Bei Telegram kann jeder Nutzer für weniger als 5 Euro pro Monat viele zusätzliche Funktionen wie automatische Nachrichten, Schnellantworten, Profilabzeichen und Chatbot-Unterstützung nutzen.
Laut dem NYU-Bericht können sich politische Agenten auf Telegram als "offizielle" Konten ausgeben, ohne dass sie verifiziert werden müssen.
Telegram ermöglicht es auch jedem, Werbeplätze in Kanälen mit hoher Teilnehmerzahl zu kaufen, die laut der App jeden Monat etwa 1 Billion Aufrufe generieren.
Rakuten, die Muttergesellschaft von Viber, sagte in einer Erklärung, die Euronews Next zugesandt wurde, dass ihre Richtlinien und Funktionen "ihnen dabei helfen, fundierte Entscheidungen darüber zu treffen, welchen Inhalten sie vertrauen".
"Wir entwickeln unsere App weiter und setzen unsere Richtlinien mit Blick auf unsere Nutzer durch", heißt es in der Erklärung.
Euronews Next hat Meta, das Unternehmen hinter WhatsApp, und Telegram um einen Kommentar gebeten, aber keine sofortige Antwort erhalten.
Plattformen verstärken auch Desinformation
Die kostenpflichtigen Funktionen dieser Messaging-Apps verstärken dem Bericht zufolge die seit langem bestehenden Desinformationstechniken.
Der erste Schritt, um eine Botschaft zu verbreiten, besteht darin, bereits bestehende Gruppen in sozialen Medien zu erstellen oder zu infiltrieren.
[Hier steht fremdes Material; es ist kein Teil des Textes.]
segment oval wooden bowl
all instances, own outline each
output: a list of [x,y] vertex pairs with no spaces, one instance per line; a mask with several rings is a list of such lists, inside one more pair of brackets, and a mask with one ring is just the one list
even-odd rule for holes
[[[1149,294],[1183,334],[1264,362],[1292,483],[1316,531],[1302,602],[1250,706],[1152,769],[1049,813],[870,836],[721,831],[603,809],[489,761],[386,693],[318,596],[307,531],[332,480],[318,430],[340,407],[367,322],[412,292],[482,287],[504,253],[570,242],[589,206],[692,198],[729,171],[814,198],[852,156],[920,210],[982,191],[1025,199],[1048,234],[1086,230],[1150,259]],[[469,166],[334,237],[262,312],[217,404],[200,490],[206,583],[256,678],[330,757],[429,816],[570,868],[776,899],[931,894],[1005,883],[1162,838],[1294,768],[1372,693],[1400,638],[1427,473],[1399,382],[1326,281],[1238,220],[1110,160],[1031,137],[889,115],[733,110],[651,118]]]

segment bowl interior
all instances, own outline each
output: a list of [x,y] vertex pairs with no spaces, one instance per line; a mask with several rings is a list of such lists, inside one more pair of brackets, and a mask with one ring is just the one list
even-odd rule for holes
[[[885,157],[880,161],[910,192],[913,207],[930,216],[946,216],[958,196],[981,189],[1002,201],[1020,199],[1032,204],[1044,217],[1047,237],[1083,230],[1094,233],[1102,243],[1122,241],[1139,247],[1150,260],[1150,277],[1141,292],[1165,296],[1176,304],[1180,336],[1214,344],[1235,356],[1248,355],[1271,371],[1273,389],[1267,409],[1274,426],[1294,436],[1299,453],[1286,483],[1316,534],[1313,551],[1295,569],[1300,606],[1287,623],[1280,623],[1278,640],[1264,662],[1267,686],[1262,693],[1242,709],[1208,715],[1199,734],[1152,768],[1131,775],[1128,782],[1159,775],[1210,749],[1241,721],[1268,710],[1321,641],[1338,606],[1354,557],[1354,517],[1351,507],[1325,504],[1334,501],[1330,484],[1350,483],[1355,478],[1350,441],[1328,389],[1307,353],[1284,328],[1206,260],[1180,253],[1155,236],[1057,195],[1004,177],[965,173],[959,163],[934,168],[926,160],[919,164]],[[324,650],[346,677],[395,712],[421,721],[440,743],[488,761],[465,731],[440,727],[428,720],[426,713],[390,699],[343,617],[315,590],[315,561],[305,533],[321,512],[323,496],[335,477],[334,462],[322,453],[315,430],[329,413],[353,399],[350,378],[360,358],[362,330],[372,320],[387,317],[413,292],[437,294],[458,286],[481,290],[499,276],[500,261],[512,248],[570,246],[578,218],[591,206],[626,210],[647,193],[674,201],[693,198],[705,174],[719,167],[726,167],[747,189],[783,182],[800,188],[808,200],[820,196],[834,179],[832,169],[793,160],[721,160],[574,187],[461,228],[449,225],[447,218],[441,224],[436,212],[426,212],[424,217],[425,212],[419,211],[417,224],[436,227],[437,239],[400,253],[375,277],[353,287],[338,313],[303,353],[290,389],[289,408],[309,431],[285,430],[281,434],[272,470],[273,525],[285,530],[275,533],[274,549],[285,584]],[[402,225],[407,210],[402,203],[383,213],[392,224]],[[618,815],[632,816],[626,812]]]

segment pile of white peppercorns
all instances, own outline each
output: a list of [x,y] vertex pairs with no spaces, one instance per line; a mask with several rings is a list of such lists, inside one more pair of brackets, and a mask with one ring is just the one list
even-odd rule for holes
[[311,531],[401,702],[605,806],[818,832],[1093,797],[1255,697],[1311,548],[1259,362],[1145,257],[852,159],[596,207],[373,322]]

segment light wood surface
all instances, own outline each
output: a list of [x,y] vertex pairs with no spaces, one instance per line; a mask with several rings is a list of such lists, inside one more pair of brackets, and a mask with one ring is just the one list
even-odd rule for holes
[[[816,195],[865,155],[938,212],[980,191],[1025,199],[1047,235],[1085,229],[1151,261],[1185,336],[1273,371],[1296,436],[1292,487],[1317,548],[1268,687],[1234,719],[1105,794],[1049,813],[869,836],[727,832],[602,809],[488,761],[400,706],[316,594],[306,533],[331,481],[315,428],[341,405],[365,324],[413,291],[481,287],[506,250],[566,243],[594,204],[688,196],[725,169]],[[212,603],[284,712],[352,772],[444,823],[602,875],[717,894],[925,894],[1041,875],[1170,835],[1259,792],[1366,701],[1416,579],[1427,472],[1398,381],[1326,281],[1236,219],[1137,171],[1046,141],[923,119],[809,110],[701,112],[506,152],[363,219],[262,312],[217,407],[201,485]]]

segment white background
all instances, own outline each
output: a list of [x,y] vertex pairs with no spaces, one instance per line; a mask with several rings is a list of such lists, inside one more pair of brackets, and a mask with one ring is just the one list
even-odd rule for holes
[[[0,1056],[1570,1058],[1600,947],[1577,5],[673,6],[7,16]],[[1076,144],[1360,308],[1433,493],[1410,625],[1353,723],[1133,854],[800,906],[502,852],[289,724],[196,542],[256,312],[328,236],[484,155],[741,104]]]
Da Viber die Anzahl der Teilnehmer in einer Gemeinschaft oder einem Kanal nicht begrenzt, spielt es direkt in ihre Strategie hinein, so der Bericht.
Selbst wenn Gruppen, die sie infiltrieren, als unpolitisch gelten, nutzen die Propagandisten "die erklärten Interessen der Mitglieder, um politische Botschaften zu verfassen, die wahrscheinlich auf Resonanz stoßen", so der Bericht.
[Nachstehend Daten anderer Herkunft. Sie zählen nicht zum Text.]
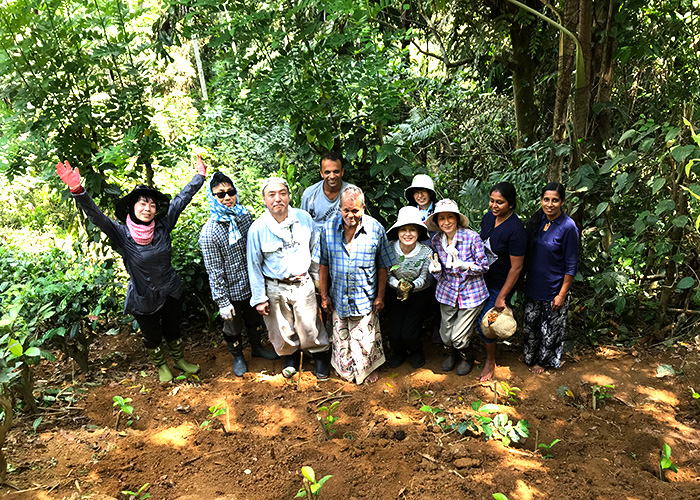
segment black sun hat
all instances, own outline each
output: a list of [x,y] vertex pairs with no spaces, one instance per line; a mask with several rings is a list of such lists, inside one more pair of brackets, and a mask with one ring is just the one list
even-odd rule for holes
[[157,189],[146,186],[144,184],[139,184],[131,193],[124,196],[117,202],[115,207],[115,212],[117,214],[117,219],[122,222],[126,222],[126,216],[129,215],[131,208],[136,204],[139,198],[143,196],[144,198],[150,198],[156,204],[156,215],[153,220],[162,219],[168,213],[168,207],[170,206],[170,196],[163,194]]

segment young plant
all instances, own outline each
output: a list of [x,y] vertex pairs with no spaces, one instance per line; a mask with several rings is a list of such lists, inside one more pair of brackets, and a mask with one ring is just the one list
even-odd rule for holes
[[146,493],[144,490],[148,489],[148,487],[151,485],[151,483],[146,483],[143,486],[141,486],[138,491],[129,491],[129,490],[124,490],[122,493],[124,495],[127,495],[129,497],[129,500],[146,500],[147,498],[151,498],[150,493]]
[[134,423],[134,419],[136,419],[136,420],[139,419],[138,415],[134,415],[134,407],[129,404],[129,403],[131,403],[131,398],[123,398],[121,396],[114,396],[112,398],[112,401],[114,401],[112,406],[119,407],[119,411],[117,413],[117,421],[114,424],[115,430],[119,430],[119,419],[121,418],[122,413],[125,415],[133,416],[133,418],[130,418],[129,420],[126,421],[127,427]]
[[430,419],[433,425],[439,425],[441,428],[443,427],[443,424],[445,423],[445,417],[442,415],[438,417],[438,413],[443,413],[445,410],[443,410],[442,408],[438,408],[437,406],[432,407],[430,405],[423,405],[420,407],[420,411],[424,411],[428,415],[430,415]]
[[331,475],[323,476],[321,479],[318,480],[318,482],[316,482],[316,473],[308,465],[305,465],[301,468],[301,475],[304,476],[302,478],[304,486],[299,488],[297,496],[295,496],[294,498],[318,498],[321,494],[321,486],[323,486],[323,483],[325,483],[331,477],[333,477]]
[[698,410],[700,410],[700,394],[695,392],[695,389],[693,389],[692,387],[690,388],[690,392],[693,395],[693,399],[698,404]]
[[219,403],[218,405],[210,406],[209,407],[209,419],[205,420],[204,422],[199,424],[199,428],[201,429],[201,428],[206,427],[207,430],[210,430],[209,424],[211,423],[211,421],[214,420],[219,415],[226,414],[226,409],[222,408],[222,406],[224,406],[223,403]]
[[593,411],[597,409],[597,402],[600,401],[601,403],[605,402],[607,399],[612,398],[612,394],[608,392],[608,389],[614,389],[615,386],[612,384],[605,384],[605,385],[593,385],[591,387],[591,390],[593,391]]
[[178,382],[185,381],[185,382],[189,382],[189,383],[199,383],[200,382],[197,374],[190,373],[190,372],[185,372],[181,375],[178,375],[177,377],[175,377],[175,380],[177,380]]
[[[500,407],[495,404],[481,404],[481,400],[472,403],[473,414],[467,415],[466,419],[457,424],[457,432],[464,434],[468,430],[474,434],[483,434],[486,440],[499,439],[503,446],[511,443],[518,443],[522,438],[530,436],[530,424],[527,420],[521,419],[513,423],[506,413],[498,413]],[[498,413],[491,418],[480,413]]]
[[511,387],[508,382],[501,382],[501,389],[503,389],[503,395],[511,403],[518,402],[518,393],[520,392],[520,387]]
[[505,496],[503,493],[494,493],[493,498],[496,500],[508,500],[508,497]]
[[538,445],[537,445],[538,448],[544,448],[545,451],[546,451],[546,453],[545,453],[544,455],[542,455],[542,458],[545,458],[545,459],[547,459],[547,458],[554,458],[554,455],[552,455],[552,453],[551,453],[551,451],[552,451],[552,446],[554,446],[555,444],[557,444],[559,441],[561,441],[561,439],[555,439],[554,441],[552,441],[552,442],[549,443],[549,444],[544,444],[544,443],[538,444]]
[[661,459],[659,460],[659,479],[662,481],[666,478],[664,471],[668,469],[673,472],[678,472],[678,466],[671,462],[671,447],[664,443],[661,449]]
[[[326,441],[329,440],[333,434],[335,434],[336,429],[333,428],[333,424],[338,421],[340,417],[333,415],[333,412],[340,404],[340,401],[333,402],[330,406],[322,406],[316,410],[318,421],[321,422],[321,428],[323,429],[323,434],[326,436]],[[318,415],[318,413],[326,412],[325,416]]]

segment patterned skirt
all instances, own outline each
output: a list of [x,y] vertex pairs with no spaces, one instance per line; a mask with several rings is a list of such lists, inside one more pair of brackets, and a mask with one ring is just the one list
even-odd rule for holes
[[359,385],[385,361],[379,317],[374,313],[341,318],[333,311],[331,337],[331,364],[345,380],[354,379]]

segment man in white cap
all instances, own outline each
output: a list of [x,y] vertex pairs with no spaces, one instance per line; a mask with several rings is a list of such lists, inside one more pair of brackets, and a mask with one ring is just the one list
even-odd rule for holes
[[250,304],[263,316],[270,342],[284,356],[282,374],[299,370],[300,350],[311,353],[316,377],[330,375],[328,334],[318,315],[309,275],[314,223],[303,210],[289,206],[289,185],[279,177],[262,185],[267,210],[248,231]]

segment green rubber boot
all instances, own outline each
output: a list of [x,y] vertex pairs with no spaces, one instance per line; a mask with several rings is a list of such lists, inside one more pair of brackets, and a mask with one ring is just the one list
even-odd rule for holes
[[185,361],[185,342],[179,338],[167,343],[170,357],[173,358],[173,366],[178,370],[188,373],[199,373],[199,365]]
[[165,360],[165,351],[161,346],[155,349],[146,349],[148,352],[148,358],[156,365],[158,368],[158,379],[161,382],[170,382],[173,379],[173,374],[168,368],[168,363]]

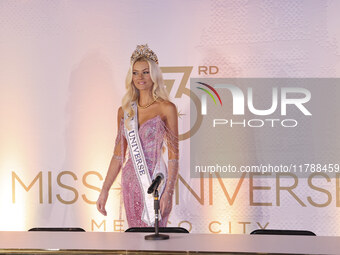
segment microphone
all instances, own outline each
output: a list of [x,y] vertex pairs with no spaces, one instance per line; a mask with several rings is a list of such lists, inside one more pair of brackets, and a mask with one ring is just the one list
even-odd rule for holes
[[158,173],[156,175],[156,178],[152,181],[150,187],[148,188],[148,194],[153,193],[161,183],[161,181],[164,179],[164,175],[162,173]]

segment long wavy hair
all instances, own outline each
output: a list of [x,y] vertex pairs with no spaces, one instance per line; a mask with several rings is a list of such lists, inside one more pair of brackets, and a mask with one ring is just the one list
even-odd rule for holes
[[154,62],[153,60],[149,60],[145,57],[141,57],[141,58],[136,59],[133,63],[131,63],[129,71],[126,75],[126,80],[125,80],[126,93],[125,93],[123,100],[122,100],[123,111],[127,112],[128,115],[129,115],[128,119],[125,120],[125,126],[126,127],[128,127],[127,123],[129,122],[129,120],[133,116],[135,116],[135,112],[131,107],[131,103],[133,101],[137,101],[138,98],[139,98],[139,91],[135,87],[135,85],[133,84],[133,81],[132,81],[133,66],[136,62],[141,62],[141,61],[145,61],[149,65],[151,80],[154,83],[153,87],[152,87],[153,98],[169,101],[169,94],[168,94],[168,92],[165,88],[162,71],[159,68],[158,64],[156,62]]

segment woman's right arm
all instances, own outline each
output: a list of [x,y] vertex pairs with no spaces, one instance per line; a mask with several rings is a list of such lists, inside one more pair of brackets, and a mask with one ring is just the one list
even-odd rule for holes
[[103,183],[102,190],[100,192],[99,198],[97,200],[97,209],[98,211],[103,214],[107,215],[105,210],[105,204],[107,198],[109,196],[110,188],[116,179],[124,160],[125,152],[126,152],[126,140],[123,136],[124,132],[124,113],[122,108],[120,107],[117,114],[117,123],[118,123],[118,134],[115,143],[114,153],[110,162],[109,169],[107,171],[105,181]]

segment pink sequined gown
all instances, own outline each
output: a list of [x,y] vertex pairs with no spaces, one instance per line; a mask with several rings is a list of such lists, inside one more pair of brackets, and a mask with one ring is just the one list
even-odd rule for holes
[[[119,141],[123,140],[122,138],[125,140],[123,123],[124,121],[121,120],[117,137],[118,142],[116,141],[116,145]],[[173,140],[174,137],[169,137],[169,131],[159,115],[147,120],[139,127],[139,137],[149,169],[149,174],[152,176],[156,164],[159,164],[162,157],[163,141],[168,142]],[[169,144],[169,142],[167,144]],[[148,225],[141,220],[144,208],[142,204],[143,200],[139,181],[129,153],[122,170],[122,191],[129,227],[148,227]],[[169,215],[163,217],[162,215],[162,219],[159,222],[160,227],[165,227],[167,225],[168,216]]]

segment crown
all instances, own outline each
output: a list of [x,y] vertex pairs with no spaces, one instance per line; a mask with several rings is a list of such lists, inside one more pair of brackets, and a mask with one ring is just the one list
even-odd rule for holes
[[133,63],[136,59],[141,57],[151,59],[158,64],[157,55],[149,48],[147,44],[137,45],[135,51],[132,53],[131,63]]

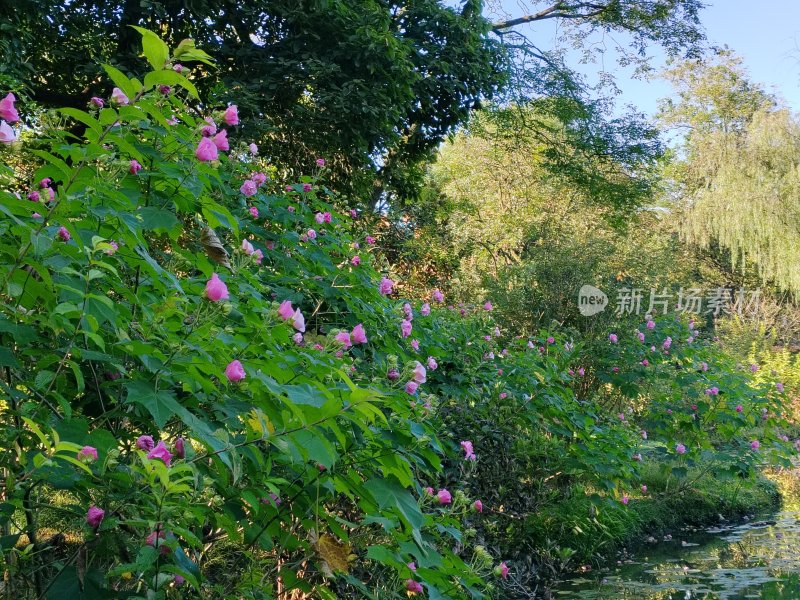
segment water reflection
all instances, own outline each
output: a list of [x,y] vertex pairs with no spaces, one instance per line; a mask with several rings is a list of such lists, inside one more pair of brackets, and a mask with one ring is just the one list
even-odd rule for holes
[[[774,524],[773,524],[774,523]],[[800,509],[770,521],[676,534],[613,569],[569,579],[553,598],[800,599]]]

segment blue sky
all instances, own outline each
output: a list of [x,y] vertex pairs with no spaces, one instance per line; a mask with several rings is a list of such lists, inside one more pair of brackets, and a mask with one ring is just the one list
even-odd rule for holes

Unter den Mitgliedern befinden sich auch gefälschte Profile, die erstellt wurden, um eine Person oder ein Unternehmen "mit einem bestimmten Standpunkt" zu vertreten, so der Bericht.
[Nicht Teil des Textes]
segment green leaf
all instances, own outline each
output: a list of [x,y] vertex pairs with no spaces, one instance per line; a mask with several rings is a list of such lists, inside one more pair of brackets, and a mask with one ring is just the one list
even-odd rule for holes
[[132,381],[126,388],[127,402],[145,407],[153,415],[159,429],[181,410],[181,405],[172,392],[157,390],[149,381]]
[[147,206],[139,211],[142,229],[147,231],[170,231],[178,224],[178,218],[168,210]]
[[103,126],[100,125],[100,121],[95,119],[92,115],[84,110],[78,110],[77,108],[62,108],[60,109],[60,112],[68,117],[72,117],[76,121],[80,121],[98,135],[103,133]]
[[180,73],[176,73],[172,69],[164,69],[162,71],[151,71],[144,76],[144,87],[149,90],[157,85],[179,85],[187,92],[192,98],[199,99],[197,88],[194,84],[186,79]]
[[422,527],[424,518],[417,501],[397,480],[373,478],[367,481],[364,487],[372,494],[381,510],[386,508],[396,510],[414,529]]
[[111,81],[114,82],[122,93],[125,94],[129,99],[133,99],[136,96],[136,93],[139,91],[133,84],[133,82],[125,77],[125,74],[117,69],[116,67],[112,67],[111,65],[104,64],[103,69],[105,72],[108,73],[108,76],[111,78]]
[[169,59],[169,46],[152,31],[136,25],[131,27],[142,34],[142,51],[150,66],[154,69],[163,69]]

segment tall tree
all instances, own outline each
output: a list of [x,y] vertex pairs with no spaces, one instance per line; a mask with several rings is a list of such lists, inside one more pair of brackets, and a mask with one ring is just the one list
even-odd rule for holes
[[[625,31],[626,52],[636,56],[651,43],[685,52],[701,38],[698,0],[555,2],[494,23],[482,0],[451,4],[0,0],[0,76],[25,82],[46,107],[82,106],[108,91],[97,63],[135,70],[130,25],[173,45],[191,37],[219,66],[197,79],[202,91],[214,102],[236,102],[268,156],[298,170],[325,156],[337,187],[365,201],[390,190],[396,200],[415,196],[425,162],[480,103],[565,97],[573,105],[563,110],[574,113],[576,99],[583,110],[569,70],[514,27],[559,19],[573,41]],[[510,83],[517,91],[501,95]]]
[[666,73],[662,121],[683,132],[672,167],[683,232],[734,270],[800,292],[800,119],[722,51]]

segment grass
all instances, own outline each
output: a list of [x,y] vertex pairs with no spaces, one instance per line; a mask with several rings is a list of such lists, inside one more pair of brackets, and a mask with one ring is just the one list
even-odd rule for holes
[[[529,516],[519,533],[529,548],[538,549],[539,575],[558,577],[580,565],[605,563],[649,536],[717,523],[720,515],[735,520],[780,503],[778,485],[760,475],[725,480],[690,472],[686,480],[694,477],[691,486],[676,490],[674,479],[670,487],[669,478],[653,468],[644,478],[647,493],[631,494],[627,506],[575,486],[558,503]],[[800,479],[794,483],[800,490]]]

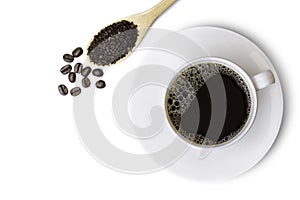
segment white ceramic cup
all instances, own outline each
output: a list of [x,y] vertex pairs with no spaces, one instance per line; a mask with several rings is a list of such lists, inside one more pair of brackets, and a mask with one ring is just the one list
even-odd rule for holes
[[207,58],[200,58],[200,59],[188,62],[187,64],[182,66],[180,68],[180,70],[176,74],[174,74],[174,76],[172,77],[169,84],[171,84],[173,82],[173,80],[177,77],[177,75],[180,74],[183,70],[187,69],[188,67],[190,67],[192,65],[204,64],[204,63],[216,63],[216,64],[221,64],[221,65],[226,66],[227,68],[236,72],[243,79],[245,84],[247,85],[247,87],[249,89],[250,99],[251,99],[251,106],[250,106],[250,113],[248,115],[248,120],[246,121],[243,128],[233,138],[231,138],[230,140],[228,140],[226,142],[220,143],[220,144],[213,144],[213,145],[193,144],[192,141],[189,141],[188,139],[184,138],[180,133],[177,133],[177,130],[172,126],[172,122],[170,121],[170,119],[168,117],[168,113],[167,113],[167,109],[166,109],[167,101],[168,101],[168,97],[167,97],[168,91],[166,92],[165,98],[164,98],[164,100],[165,100],[164,110],[166,112],[165,116],[167,118],[166,120],[168,121],[169,127],[172,129],[172,132],[174,134],[176,134],[177,136],[179,136],[180,138],[182,138],[187,143],[192,144],[192,146],[201,147],[201,148],[212,148],[212,147],[215,148],[215,147],[221,147],[221,146],[224,147],[227,145],[231,145],[231,144],[235,143],[236,141],[240,140],[249,131],[249,129],[253,125],[253,122],[254,122],[256,114],[257,114],[257,107],[258,107],[257,91],[265,89],[268,86],[275,83],[275,77],[274,77],[273,72],[270,70],[262,71],[256,75],[250,77],[241,67],[234,64],[231,61],[228,61],[223,58],[207,57]]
Propagandisten können auch Crossposting betreiben, bei dem sie dieselbe Nachricht auf mehreren Social-Media-Kanälen gleichzeitig posten.
Eine andere indische App namens ShareChat ermöglicht es Nutzern, Telegram-Inhalte auf WhatsApp und anderen Meta-eigenen Plattformen wie Facebook und Instagram zu verbreiten.
Die Kombination all dieser Taktiken führt zu dem, was die Forscher als "Rückkopplungsschleifen" bezeichnen, bei denen dieselben Inhalte immer wieder in verschiedenen Teilen des Plattform-Ökosystems auftauchen, so der Bericht.
Empfehlungen für Messaging-Apps
Die Forscher sagen, dass eine Herausforderung für diese Apps darin besteht, dass Verschlüsselung zwar von Propagandisten zur Verschleierung genutzt werden kann, aber auch für Aktivisten, die "von Überwachung bedroht" sind, von Nutzen sein kann.
Vor diesem Hintergrund bieten die Autoren eine lange Liste von Empfehlungen für Messaging-App-Unternehmen an, wie z. B. die Einführung von Beschränkungen für die Erstellung von Konten und eine strengere Überprüfung von Geschäftskonten.
Für politische Entscheidungsträger schlägt der Bericht vor, verschlüsselte Nachrichten in die bestehende Regulierung einzubeziehen, diese aber nicht zu schwächen.
"Der Wert verschlüsselter Nachrichten für Menschenrechtsverteidiger und die Gesellschaft im Allgemeinen übersteigt die Bedrohung durch Desinformation über verschlüsselte Chat-Apps", heißt es in dem Bericht.
Eine Möglichkeit, dies zu erreichen, besteht darin, Unternehmen zu zwingen, inhaltsneutrale Informationen darüber offenzulegen, wie ihre Richtlinien und Durchsetzungssysteme zur Bekämpfung von Desinformation funktionieren.